A newer version of Platform is available.

View latest

Apply a Custom Transform with Python

Hazelcast allows you to write a function in Python and use it to transform the data flowing through a data pipeline. You are expected to write a function that takes a list of strings and returns the transformed list of strings.
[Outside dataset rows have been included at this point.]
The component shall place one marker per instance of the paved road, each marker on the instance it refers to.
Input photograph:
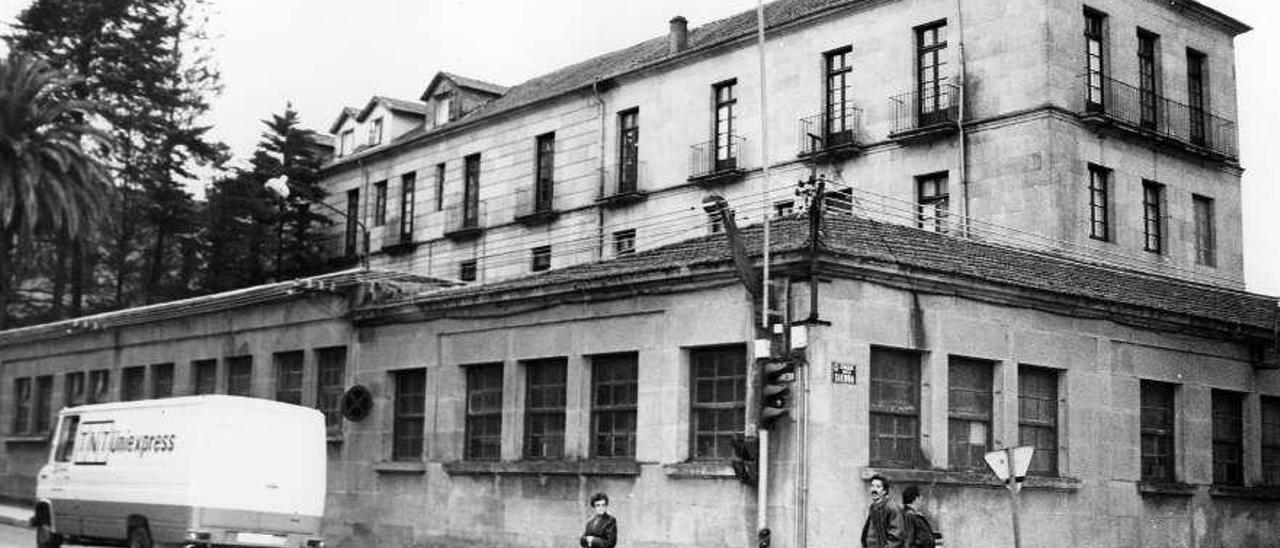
(12, 537)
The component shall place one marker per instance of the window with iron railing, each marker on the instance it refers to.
(1157, 419)
(931, 46)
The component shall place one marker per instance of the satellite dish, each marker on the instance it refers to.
(356, 403)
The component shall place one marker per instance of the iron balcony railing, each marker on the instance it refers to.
(926, 108)
(1144, 110)
(534, 201)
(835, 128)
(716, 156)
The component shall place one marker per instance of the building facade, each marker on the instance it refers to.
(1029, 236)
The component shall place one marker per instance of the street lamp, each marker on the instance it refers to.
(280, 187)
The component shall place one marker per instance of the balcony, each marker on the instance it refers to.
(624, 185)
(1110, 104)
(831, 136)
(534, 206)
(926, 114)
(717, 161)
(464, 222)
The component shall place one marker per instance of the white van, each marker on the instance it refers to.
(202, 470)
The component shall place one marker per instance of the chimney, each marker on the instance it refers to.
(679, 37)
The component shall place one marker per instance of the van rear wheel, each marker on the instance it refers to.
(140, 537)
(46, 538)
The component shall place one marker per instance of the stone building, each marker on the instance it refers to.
(1031, 237)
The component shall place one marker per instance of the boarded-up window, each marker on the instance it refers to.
(544, 409)
(718, 400)
(895, 409)
(968, 412)
(484, 412)
(410, 414)
(1037, 418)
(613, 405)
(1156, 418)
(1228, 438)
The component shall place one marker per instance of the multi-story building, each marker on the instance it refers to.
(1031, 237)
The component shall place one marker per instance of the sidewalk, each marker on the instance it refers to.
(14, 515)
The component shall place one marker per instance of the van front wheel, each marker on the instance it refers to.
(45, 537)
(140, 537)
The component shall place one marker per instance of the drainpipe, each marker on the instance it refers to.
(599, 208)
(964, 142)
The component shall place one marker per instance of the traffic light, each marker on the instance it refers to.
(744, 461)
(763, 538)
(776, 378)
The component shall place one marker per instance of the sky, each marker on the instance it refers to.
(323, 55)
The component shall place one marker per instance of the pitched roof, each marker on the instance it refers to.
(865, 241)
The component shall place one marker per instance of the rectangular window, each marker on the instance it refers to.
(544, 409)
(931, 193)
(968, 412)
(1095, 53)
(439, 187)
(613, 406)
(471, 192)
(375, 132)
(625, 242)
(467, 270)
(204, 377)
(240, 375)
(99, 384)
(288, 377)
(718, 382)
(1037, 418)
(895, 409)
(407, 182)
(352, 225)
(1228, 438)
(161, 380)
(726, 126)
(1152, 215)
(544, 172)
(1206, 245)
(133, 383)
(330, 382)
(1156, 420)
(1270, 441)
(1196, 95)
(73, 389)
(410, 411)
(21, 406)
(931, 48)
(1148, 80)
(484, 412)
(542, 259)
(629, 150)
(1100, 205)
(837, 113)
(379, 204)
(44, 407)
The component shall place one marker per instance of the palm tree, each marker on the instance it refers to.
(49, 182)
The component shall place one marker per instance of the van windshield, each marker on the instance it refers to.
(67, 438)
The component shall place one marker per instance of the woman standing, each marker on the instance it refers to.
(602, 529)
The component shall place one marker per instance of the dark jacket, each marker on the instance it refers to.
(883, 526)
(604, 528)
(917, 531)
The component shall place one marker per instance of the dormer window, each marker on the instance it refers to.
(443, 108)
(375, 132)
(346, 142)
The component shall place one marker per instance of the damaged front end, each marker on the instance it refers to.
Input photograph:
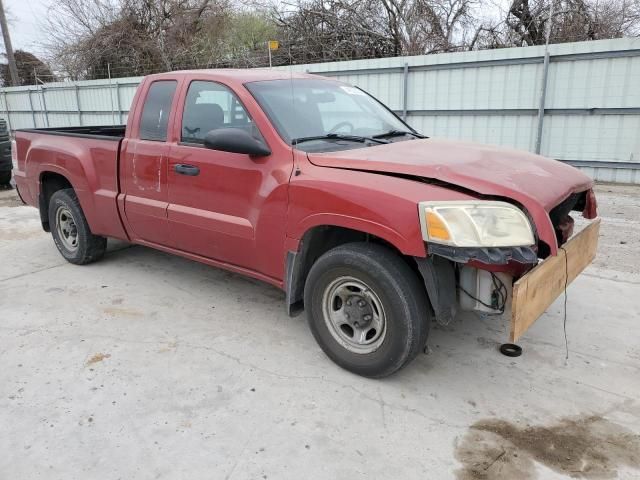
(482, 278)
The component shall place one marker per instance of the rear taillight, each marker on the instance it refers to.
(14, 154)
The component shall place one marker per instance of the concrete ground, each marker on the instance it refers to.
(146, 365)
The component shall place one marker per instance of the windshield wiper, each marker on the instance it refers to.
(397, 133)
(338, 136)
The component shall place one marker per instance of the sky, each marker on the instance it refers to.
(25, 24)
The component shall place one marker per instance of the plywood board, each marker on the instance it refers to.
(533, 293)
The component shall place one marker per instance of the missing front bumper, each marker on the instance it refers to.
(534, 292)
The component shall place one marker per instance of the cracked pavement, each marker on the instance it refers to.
(145, 365)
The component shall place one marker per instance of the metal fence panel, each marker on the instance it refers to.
(591, 100)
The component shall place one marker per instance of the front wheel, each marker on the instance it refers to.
(367, 309)
(70, 230)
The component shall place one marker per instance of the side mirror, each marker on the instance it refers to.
(235, 140)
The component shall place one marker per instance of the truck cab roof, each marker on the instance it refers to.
(234, 75)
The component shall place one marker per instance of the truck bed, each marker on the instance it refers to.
(86, 158)
(103, 132)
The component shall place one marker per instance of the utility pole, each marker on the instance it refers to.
(13, 70)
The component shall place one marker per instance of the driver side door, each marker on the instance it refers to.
(222, 206)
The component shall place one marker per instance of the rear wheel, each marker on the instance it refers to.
(367, 309)
(70, 230)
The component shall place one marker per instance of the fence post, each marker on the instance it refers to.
(77, 89)
(405, 92)
(543, 97)
(113, 111)
(118, 103)
(33, 112)
(6, 108)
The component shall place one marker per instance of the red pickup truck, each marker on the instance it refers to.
(314, 186)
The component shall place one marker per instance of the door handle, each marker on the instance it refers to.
(184, 169)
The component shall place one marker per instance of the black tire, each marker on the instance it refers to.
(400, 292)
(89, 247)
(5, 178)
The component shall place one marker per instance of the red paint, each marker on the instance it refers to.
(244, 213)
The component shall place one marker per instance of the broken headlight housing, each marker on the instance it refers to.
(480, 223)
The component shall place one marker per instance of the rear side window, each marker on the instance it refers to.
(156, 110)
(210, 106)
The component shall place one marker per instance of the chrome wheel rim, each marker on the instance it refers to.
(66, 227)
(354, 315)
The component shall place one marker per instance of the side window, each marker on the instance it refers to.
(156, 110)
(209, 106)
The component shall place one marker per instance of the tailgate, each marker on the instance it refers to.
(535, 291)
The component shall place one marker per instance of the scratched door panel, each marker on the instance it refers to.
(145, 186)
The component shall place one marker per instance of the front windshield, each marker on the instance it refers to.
(308, 108)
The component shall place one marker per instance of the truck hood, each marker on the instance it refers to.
(532, 180)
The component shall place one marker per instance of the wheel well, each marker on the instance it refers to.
(314, 243)
(50, 183)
Python transform works only on macOS and Linux systems.

Before You Begin

To complete this tutorial, you need the following:

Prerequisites Useful resources

Python 3.5-3.7

A Hazelcast cluster running in client/server mode

A Hazelcast Full Distribution

Step 1. Write a Python Function

Here is the function we want to apply:

import numpy as np

def transform_list(input_list):
    num_list = [float(it) for it in input_list]
    sqrt_list = np.sqrt(num_list)
    return ["sqrt(%d) = %.2f" % (x, y) for (x, y) in zip(num_list, sqrt_list)]

Save this code to take_sqrt.py in a directory of your choosing, we’ll call it <python_src>. Since our code uses numpy, we need a requirements file that names it:

numpy

Save this as requirements.txt in the <python_src> directory.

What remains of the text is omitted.